Het tweede type T-helpers is nodig om te communiceren met humorale immuniteit. Deze T-lymfocyten produceren interleukines 4, 5, 10 en 13, die voor deze relatie zorgen. Bovendien zijn type 2 T-helpers verantwoordelijk voor de productie van immunoglobuline E, dat rechtstreeks verband houdt met de allergische reacties van het lichaam.
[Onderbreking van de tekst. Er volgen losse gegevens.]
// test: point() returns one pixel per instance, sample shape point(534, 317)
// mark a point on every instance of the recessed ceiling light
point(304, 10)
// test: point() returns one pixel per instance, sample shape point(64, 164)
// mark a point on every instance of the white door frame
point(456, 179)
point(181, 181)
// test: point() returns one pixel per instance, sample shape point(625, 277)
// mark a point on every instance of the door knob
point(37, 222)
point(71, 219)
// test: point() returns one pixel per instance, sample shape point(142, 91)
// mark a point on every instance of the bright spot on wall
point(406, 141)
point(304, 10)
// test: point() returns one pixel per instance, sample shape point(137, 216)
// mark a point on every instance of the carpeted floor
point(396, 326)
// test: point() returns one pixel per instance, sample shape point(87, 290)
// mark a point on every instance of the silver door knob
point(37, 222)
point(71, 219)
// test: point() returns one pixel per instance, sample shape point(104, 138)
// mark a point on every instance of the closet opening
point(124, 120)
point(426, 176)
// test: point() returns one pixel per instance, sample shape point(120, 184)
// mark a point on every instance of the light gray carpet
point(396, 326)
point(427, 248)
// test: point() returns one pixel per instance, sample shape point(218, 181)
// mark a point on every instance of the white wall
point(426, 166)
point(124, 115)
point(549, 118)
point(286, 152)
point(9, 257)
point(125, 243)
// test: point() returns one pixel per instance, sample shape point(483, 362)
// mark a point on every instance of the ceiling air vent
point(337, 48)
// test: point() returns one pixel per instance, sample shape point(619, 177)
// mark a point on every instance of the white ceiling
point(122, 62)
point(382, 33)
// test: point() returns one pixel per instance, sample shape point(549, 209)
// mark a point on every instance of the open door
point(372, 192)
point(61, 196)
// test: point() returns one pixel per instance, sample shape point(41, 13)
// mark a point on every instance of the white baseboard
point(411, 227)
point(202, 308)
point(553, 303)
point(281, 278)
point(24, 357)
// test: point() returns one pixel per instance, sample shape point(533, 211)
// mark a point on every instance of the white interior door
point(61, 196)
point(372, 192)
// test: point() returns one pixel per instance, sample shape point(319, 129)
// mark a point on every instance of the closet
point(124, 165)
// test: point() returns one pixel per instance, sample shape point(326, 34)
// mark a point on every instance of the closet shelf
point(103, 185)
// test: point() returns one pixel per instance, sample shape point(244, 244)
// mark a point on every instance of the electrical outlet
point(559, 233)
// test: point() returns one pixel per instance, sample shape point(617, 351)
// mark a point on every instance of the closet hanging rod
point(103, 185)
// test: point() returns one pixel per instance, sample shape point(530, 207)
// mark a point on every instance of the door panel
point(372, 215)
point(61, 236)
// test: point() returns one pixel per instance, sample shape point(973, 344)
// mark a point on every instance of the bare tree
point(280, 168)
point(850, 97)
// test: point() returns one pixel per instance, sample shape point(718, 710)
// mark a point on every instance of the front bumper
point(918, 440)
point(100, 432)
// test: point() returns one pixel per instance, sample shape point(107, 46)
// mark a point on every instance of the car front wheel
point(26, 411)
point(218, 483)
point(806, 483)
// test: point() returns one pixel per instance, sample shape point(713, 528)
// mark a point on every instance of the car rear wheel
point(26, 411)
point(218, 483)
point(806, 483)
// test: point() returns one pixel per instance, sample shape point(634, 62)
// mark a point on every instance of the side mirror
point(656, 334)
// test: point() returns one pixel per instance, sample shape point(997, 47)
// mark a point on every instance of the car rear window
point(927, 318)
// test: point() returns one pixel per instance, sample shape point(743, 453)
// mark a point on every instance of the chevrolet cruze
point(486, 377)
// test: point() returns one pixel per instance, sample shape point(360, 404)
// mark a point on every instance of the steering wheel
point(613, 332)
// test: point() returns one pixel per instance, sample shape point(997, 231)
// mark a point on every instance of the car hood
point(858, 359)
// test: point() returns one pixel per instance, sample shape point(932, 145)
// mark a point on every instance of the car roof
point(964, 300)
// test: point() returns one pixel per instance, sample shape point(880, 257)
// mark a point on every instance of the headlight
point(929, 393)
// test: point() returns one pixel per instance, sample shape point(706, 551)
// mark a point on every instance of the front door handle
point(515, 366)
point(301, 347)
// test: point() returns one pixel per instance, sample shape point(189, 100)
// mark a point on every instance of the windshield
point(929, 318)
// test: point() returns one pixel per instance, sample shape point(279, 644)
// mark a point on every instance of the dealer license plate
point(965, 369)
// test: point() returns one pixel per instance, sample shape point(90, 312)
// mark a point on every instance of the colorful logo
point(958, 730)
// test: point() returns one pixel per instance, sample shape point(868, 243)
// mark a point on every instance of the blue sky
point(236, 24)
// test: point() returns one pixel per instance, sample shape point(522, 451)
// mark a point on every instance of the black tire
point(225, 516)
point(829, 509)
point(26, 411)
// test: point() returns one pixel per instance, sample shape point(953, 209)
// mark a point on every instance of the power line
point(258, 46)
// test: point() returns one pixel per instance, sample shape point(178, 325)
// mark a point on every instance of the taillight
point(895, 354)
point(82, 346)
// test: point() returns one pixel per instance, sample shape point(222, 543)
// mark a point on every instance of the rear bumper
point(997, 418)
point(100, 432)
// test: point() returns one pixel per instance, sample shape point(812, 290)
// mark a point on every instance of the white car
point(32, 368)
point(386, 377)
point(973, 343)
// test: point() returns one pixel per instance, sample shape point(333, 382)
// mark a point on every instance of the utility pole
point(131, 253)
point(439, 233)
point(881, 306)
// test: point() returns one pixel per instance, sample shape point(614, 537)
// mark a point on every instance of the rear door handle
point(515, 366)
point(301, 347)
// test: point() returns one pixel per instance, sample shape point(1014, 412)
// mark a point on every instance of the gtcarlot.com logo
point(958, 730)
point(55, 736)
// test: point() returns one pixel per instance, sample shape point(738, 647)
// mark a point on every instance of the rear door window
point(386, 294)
Toename en afname van T-helpers in het lichaam
Er zijn speciale normen voor alle lymfocyten in het lichaam, hun onderzoek wordt een immunogram genoemd. Elke afwijking, ongeacht of het een toename of afname van cellen is, wordt als abnormaal beschouwd, dat wil zeggen dat er een soort pathologische ontwikkeling is.voorwaarde. Als T-helpers worden verlaagd, kan het afweersysteem van het lichaam zijn actie niet volledig uitvoeren. Deze aandoening is een immunodeficiëntie en wordt waargenomen tijdens zwangerschap en borstvoeding, na ziekte, met chronische infecties. Een extreme manifestatie is HIV-infectie - een volledige schending van de activiteit van cellulaire immuniteit. Als T-helpers verhoogd zijn, wordt een overmatige reactie op antigenen in het lichaam waargenomen, dat wil zeggen dat de strijd ertegen overgaat van een normaal proces in een pathologische reactie. Deze aandoening wordt waargenomen bij allergieën.
Relatie tussen cellulaire en humorale immuniteit
Zoals je weet, oefent het immuunsysteem zijn beschermende eigenschappen op twee niveaus uit. Een van hen werkt uitsluitend op cellulaire structuren, dat wil zeggen, wanneer virussen binnenkomen of abnormale genherrangschikkingen, wordt de werking van T-lymfocyten geactiveerd. Het tweede niveau is humorale regulatie, die wordt uitgevoerd door het hele lichaam te beïnvloeden met behulp van immunoglobulinen. Deze beveiligingssystemen kunnen in sommige gevallen afzonderlijk van elkaar werken, maar meestal werken ze met elkaar samen. De verbinding tussen cellulaire en humorale immuniteit wordt uitgevoerd door T-helpers, dat wil zeggen "helpers". Deze populatie van T-lymfocyten produceert specifieke interleukines, waaronder: IL-4, 5, 10, 13. Zonder deze structuren is de ontwikkeling en het functioneren van de humorale afweer onmogelijk.
Het belang van T-helpers in het immuunsysteem
Dankzij de afgifte van interleukines ontwikkelt het immuunsysteem zich enbeschermt ons tegen schadelijke invloeden. Tumornecrosefactor voorkomt oncologische processen, wat een van de belangrijkste functies van het lichaam is. Dit alles wordt uitgevoerd door T-helpers. Ondanks het feit dat ze indirect werken (via andere cellen), is hun belang in het immuunsysteem erg belangrijk, omdat ze helpen bij het organiseren van de afweer van het lichaam.